Reduce any ratio to its lowest terms, or find the missing value in A:B = C:X.
Divide both terms of the ratio by their greatest common divisor (GCD). Simplifying 8:12 — the GCD of 8 and 12 is 4, so dividing both terms by 4 gives 2:3, the lowest-terms form of the same ratio.
A proportion sets two ratios equal to each other, like A:B = C:X. Cross-multiplication gives A × X = B × C, so X = (B × C) / A. This lets you find a missing fourth value any time you already know three of the four numbers in a proportional relationship — a very common real-world task, like scaling a recipe or a map.

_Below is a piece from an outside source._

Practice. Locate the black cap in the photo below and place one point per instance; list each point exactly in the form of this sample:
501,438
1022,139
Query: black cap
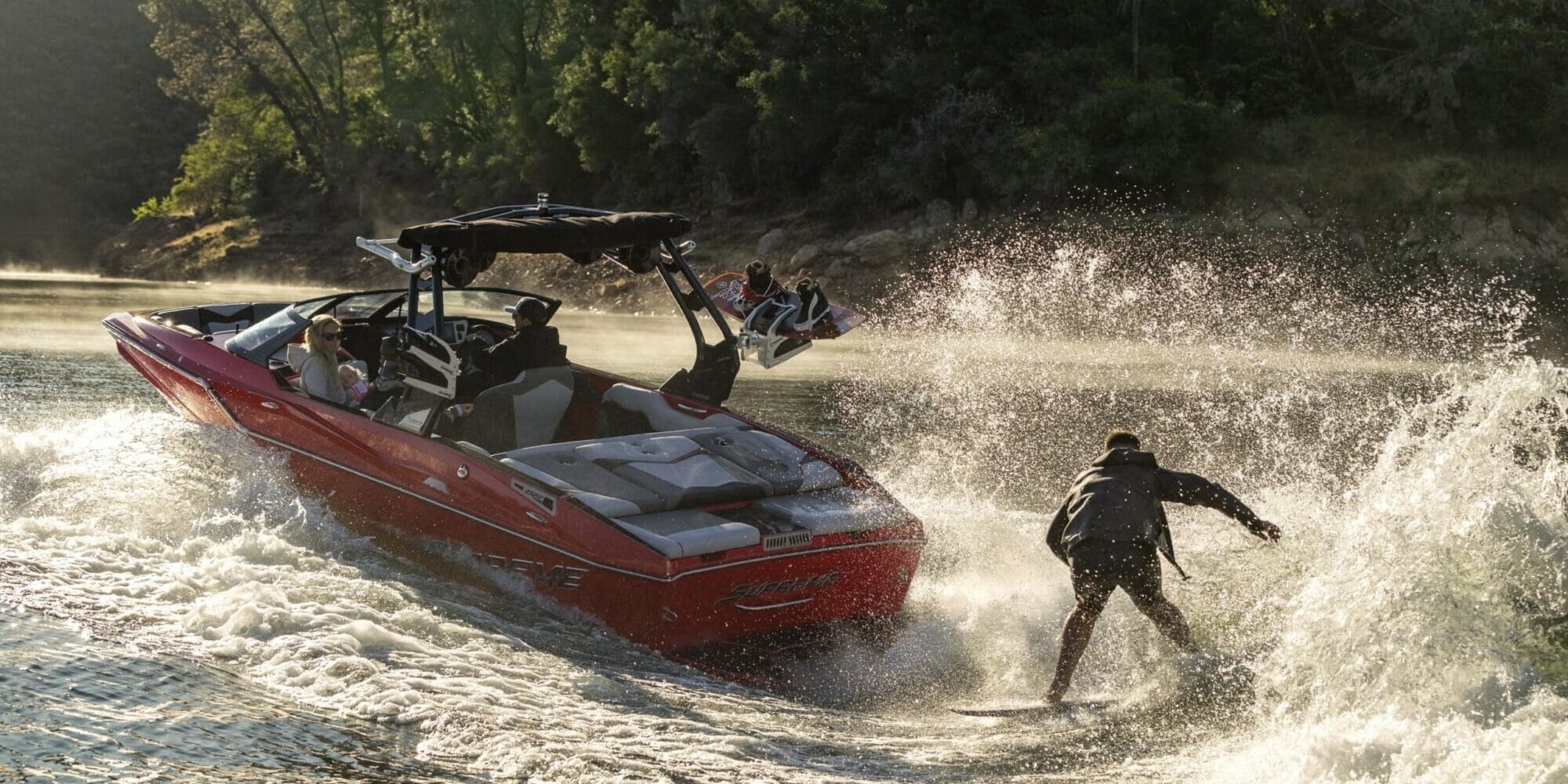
531,308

Related, but not identical. A fraction represents a part of a whole — 3/4 of one pizza. A ratio compares two separate quantities that don't have to add up to any single whole — a 3:2 ratio of flour to sugar in a recipe describes two different ingredients, not two parts of one total amount. Ratios are often written and calculated in fraction form, which is exactly why the two concepts get conflated, even though conceptually a ratio is a comparison and a fraction is a portion.
The Fraction Calculator handles arithmetic directly on fractions — adding, subtracting, multiplying, and dividing two fractions together. This tool instead handles ratio-specific tasks: reducing a ratio to its lowest terms, and solving a proportion for a missing value. Use the Fraction Calculator when you need to combine two fractions; use this tool when you're comparing quantities or scaling a proportion.
Worked example: simplifying 8:12 gives 2:3 (dividing both by their GCD, 4). Solving the proportion 2:3 = 10:X: X = (3 × 10) / 2 = 30/2 = 15 — check: 2:3 and 10:15 both reduce to the same 2:3 ratio.